Blu-ray gained ground thanks to holiday promotions and Warner Bros.’ recent decision to support the Sony high-definition DVD player format. But Blu-ray is more expensive than HD DVD, which may dissuade some consumers from upgrading to high definition, said Paul Erickson, director of DVD and HD market research for NPD unit DisplaySearch.
Blu-ray saw its market share for units sold jump to about 60%, compared to 40% for Toshiba-led HD DVD, in December, according to Fort Washington, N.Y.-based NPD Group. Sony boosted promotions for the holiday season while retailers such as Amazon.com and Best Buy cut prices for entry-level Blu-ray players to less than $300 for the first time.
Meanwhile, for the second week of January, Blu-ray’s share of sales surged to more than 90%, up from an almost even split with HD DVD for the first week of January, NPD said.
Warner Bros. on Jan. 4 said it would start exclusively backing the Blu-ray format starting in June.
“Despite the fact that HD DVD was soundly beaten in December, it bounced back” in early January, said Paul Erickson, director of DVD and HD market research for NPD unit DisplaySearch. “But the Warner impact was significant.”
Paramount Pictures hasn’t said whether it is going to switch formats, while Universal Studios executive vice president Ken Graffeo said this week in an interview with BetaNews that the company had no plans to change allegiances. (Graffeo is also co-president of the HD DVD promotional group.)
Regardless, with entry-level Blu-ray players selling for more than double the price of the cheapest HD DVD players, customers may forgo the upgrade and keep their standard-definition players because the price jump to Blu-ray is larger than the HD DVD upgrade.
“Last weekend, some Philips entry-level DVD players were selling for $59. To step up from that to HD DVD is not too bad,” Mr. Erickson said. “Your average person isn’t going to jump at hi-def when the players are five times more expensive.”
Blu-ray’s jump since December represents almost a market-share reversal from the first year and a half that both next-generation formats were on the market, as HD DVD’s lower prices lured more customers while many studios released films in both formats. From April 2006 to October 2007, HD DVD made up about 54% of next-generation DVD player units sold while Blu-ray had about 44% of the market, according to an earlier statement by NPD. Dual-format players represented the remaining 2%.

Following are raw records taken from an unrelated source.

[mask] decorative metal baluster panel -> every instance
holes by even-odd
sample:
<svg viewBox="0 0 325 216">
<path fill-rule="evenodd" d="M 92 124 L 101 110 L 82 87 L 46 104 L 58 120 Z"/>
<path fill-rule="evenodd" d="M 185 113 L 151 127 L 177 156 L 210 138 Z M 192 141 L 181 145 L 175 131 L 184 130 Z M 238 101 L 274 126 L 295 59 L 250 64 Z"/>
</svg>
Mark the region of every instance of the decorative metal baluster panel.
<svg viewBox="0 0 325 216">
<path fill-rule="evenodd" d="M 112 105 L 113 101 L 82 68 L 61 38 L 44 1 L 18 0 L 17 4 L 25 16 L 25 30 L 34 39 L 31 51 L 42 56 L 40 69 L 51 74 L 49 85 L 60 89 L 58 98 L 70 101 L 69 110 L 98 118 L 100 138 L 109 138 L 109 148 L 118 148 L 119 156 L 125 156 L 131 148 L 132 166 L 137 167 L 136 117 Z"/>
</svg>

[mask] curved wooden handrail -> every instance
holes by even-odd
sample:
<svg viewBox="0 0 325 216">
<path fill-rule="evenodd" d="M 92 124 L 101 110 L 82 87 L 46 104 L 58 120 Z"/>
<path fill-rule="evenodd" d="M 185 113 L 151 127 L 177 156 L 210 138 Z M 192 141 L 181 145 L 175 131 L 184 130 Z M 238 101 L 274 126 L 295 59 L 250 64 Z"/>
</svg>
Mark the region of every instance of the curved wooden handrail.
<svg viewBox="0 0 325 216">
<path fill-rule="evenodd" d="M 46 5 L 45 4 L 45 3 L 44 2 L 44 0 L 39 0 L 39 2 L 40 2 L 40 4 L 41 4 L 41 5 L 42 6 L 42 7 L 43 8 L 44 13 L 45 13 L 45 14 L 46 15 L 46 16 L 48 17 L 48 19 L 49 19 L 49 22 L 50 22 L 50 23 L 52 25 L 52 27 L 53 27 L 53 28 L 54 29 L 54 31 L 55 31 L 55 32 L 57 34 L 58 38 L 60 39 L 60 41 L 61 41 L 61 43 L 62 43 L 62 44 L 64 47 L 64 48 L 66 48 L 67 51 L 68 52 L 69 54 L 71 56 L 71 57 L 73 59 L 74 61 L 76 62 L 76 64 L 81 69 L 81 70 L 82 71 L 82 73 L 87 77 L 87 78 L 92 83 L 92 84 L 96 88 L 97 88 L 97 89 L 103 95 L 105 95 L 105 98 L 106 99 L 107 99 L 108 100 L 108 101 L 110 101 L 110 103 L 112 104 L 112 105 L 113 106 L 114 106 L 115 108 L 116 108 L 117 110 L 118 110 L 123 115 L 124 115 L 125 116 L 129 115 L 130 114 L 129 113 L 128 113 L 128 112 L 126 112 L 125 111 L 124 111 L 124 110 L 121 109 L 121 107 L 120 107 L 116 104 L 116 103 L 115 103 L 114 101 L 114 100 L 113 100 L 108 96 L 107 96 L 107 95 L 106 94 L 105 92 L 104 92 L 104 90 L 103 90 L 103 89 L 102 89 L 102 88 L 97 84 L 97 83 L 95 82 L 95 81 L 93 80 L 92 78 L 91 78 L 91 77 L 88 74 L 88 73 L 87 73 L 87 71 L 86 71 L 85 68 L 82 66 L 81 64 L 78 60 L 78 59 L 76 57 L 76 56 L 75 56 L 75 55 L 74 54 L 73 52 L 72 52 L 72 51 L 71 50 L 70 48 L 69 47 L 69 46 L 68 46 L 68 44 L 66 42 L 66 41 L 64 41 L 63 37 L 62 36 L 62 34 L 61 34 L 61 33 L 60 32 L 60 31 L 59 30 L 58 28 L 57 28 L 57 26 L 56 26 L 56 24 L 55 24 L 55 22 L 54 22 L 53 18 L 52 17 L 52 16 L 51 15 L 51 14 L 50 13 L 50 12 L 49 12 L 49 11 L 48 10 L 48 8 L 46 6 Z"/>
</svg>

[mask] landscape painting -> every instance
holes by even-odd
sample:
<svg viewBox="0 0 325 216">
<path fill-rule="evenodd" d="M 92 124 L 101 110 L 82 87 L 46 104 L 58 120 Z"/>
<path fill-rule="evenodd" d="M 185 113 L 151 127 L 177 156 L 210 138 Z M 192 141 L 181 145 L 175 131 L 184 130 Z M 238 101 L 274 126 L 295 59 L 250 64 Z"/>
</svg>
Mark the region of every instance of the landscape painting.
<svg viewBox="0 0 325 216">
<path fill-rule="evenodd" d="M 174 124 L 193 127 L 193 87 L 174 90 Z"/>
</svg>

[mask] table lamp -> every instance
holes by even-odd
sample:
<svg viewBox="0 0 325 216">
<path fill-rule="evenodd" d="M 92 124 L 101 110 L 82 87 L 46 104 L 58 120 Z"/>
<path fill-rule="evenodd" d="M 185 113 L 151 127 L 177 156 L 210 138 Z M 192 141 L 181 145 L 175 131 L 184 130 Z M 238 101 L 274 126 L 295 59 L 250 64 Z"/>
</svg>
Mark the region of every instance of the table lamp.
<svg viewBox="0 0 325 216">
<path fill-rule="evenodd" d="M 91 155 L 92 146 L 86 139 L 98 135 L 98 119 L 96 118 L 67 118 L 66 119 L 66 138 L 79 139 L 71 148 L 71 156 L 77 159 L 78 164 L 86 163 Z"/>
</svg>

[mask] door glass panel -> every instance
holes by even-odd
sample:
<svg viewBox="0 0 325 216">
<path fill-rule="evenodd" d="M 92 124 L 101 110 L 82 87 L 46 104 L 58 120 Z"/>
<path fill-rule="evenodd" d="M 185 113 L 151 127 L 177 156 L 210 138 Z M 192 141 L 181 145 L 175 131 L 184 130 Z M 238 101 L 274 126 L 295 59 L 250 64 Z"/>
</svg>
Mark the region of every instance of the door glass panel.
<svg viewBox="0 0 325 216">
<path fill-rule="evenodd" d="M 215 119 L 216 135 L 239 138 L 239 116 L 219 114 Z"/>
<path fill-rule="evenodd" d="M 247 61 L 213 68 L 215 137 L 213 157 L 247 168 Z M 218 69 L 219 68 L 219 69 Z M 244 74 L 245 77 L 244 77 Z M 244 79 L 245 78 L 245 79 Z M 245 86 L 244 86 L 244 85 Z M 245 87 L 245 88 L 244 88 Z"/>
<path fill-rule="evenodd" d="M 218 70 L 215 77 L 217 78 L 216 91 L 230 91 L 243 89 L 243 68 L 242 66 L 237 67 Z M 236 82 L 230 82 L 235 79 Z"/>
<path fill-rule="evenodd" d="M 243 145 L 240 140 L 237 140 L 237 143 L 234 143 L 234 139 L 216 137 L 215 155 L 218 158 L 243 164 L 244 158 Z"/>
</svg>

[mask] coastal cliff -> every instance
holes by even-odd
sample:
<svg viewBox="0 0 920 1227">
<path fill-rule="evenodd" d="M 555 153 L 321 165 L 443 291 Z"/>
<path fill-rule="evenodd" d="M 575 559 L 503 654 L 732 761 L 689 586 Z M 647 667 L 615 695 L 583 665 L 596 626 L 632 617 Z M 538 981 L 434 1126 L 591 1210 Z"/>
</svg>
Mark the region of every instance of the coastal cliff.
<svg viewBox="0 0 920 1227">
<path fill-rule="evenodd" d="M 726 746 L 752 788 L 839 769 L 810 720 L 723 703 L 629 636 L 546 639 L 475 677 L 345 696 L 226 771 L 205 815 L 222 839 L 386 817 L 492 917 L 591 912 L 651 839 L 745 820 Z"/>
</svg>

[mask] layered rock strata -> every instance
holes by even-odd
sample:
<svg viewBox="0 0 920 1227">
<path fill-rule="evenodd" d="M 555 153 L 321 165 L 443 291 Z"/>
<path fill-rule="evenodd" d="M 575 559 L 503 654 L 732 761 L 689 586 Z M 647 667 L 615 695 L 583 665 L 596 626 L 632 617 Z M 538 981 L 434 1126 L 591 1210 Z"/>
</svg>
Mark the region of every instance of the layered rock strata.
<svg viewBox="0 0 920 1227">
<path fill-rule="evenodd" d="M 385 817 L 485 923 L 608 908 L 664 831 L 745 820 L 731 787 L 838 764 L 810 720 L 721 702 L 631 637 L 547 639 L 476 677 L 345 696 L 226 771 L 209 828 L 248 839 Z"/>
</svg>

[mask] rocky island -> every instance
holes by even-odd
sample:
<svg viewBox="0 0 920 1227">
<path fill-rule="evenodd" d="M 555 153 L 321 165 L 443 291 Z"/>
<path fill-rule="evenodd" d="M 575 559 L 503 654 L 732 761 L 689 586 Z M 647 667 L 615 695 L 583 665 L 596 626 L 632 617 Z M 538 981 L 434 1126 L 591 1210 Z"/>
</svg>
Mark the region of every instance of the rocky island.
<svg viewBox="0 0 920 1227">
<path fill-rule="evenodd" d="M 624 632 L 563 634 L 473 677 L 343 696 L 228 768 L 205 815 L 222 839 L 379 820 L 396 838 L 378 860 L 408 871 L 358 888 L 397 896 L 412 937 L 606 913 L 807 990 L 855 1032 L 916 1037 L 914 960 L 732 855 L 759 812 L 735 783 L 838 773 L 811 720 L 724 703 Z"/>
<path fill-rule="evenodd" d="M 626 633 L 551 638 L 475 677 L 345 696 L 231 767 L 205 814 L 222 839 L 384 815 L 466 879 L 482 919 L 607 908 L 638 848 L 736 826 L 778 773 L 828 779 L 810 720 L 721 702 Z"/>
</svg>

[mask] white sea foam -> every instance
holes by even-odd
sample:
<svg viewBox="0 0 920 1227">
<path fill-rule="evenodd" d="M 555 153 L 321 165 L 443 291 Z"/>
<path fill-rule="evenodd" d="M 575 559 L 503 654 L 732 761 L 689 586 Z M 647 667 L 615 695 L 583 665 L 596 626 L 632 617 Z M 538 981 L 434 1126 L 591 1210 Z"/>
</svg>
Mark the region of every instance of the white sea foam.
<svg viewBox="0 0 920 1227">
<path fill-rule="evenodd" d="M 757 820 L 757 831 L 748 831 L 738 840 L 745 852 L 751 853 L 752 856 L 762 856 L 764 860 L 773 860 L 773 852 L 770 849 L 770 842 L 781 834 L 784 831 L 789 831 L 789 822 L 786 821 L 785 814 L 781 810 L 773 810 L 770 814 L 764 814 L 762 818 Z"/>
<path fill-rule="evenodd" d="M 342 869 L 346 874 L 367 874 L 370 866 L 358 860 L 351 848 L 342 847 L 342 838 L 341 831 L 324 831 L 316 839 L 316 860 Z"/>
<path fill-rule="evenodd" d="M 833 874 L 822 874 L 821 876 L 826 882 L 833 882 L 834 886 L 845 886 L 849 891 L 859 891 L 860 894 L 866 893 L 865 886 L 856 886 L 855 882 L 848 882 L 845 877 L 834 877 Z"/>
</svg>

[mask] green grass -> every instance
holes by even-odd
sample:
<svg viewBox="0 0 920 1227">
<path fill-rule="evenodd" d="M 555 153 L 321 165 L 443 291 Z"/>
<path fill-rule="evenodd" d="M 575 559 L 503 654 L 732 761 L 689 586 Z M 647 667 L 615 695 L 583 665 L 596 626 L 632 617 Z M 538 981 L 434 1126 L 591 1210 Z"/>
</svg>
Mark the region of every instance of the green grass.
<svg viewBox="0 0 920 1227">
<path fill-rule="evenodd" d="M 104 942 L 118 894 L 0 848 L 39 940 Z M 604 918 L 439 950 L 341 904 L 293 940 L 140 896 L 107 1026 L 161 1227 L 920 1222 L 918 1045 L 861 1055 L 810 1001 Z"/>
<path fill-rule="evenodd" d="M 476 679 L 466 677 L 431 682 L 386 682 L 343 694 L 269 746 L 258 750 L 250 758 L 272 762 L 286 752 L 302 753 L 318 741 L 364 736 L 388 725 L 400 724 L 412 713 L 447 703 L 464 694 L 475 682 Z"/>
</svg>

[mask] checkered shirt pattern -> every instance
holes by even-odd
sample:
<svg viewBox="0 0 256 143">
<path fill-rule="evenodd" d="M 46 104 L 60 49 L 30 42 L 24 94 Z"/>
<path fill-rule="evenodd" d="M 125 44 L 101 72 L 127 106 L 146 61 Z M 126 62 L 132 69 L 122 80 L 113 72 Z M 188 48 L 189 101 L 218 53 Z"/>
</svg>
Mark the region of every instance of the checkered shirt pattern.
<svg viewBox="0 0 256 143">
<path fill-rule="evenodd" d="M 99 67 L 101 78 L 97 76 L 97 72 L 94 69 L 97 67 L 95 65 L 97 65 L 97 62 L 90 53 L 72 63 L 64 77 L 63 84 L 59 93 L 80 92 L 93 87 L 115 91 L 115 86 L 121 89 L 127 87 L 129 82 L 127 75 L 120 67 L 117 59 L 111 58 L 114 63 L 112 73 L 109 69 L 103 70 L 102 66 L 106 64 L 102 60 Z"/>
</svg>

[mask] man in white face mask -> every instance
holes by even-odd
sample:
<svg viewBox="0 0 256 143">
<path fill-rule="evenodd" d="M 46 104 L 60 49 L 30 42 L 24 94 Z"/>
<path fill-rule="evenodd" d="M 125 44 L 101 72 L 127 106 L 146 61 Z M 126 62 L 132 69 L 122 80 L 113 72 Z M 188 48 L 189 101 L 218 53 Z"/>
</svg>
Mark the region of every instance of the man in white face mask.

  1. This article doesn’t do much to clear up the mystery of what is “HI-DEF” and what is not.
    The implication is that “HD-DVD” is not ‘HI-DEF’ while “BLU-RAY” is.
    Didn’t we learn ANYTHING from the Betamax debacle?
    Come on — let’s try to shake down this techno-battle to a single format and go with it!

  2. The cost difference really doesn’t matter because once there is one true standard, the cost will plummet. Look at DVD players; you can get one for 20 or 30 bucks. The cost will come down, but not until the HD-DVD standard (really just a souped-up DVD0 is allowed to die a peaceful death.

  3. This article is just silly.
    While Blu-Ray costs more than DVD, when DVD took off, the average DVD player cost more than the average Blu-Ray player costs today, around $350-$400.
    While you won’t find a BD player on the shelf at your grocery store for $50 like you will a regular DVD player, the price didn’t stop the adoption of DVD and it won’t stop BD, once people see the quality difference.